You have close to the right information and can pretty much get the rest in by default.
If you open your 'fermentables' profiles by clicking on 'ingredients' > 'fermentables', you will see a list of the various grains, extracts, sugars, and fruits which are available to you. Start by clicking on 'Add Fermentable' icon on the ribbon toolbar. This will pop up a blank form for a grain (or other) profile. Start by filling in the top part with the name and, optionally, the source for the oat malt. Now, fill in the areas that you can directly from the data sheet: % moisture, % protein, and color (use either the max value or average, your choice).
For potential, you can use the max value for extract FG (fine ground) Dry. This will automatically fill in the potential value for you.
As for the rest, the diastatic power is useful, but not used by the program. Turbidity and Beta glucan values are also not used. This will give you a starting point at the very least.

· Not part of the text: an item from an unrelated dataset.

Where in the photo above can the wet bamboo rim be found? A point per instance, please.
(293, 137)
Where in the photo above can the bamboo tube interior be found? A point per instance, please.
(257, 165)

My recommendation is to send an e-mail to Canadian Malting requesting the information which is missing. Some malt suppliers also have COAs (Certificate of Analysis) for the lots of malts they produce and this may give you further information to fill in the missing pieces.
Not knowing what type of cultivar the oat malt is made from, it still seems as though the FG extract is a bit on the low side. I would expect it to be in the 70's at the very least considering oats do not have a husk.
Anyway, this will get you going and you can always make an adjustment to the specs if you get new information or if you find that the numbers are way off when you use the oat malt directly.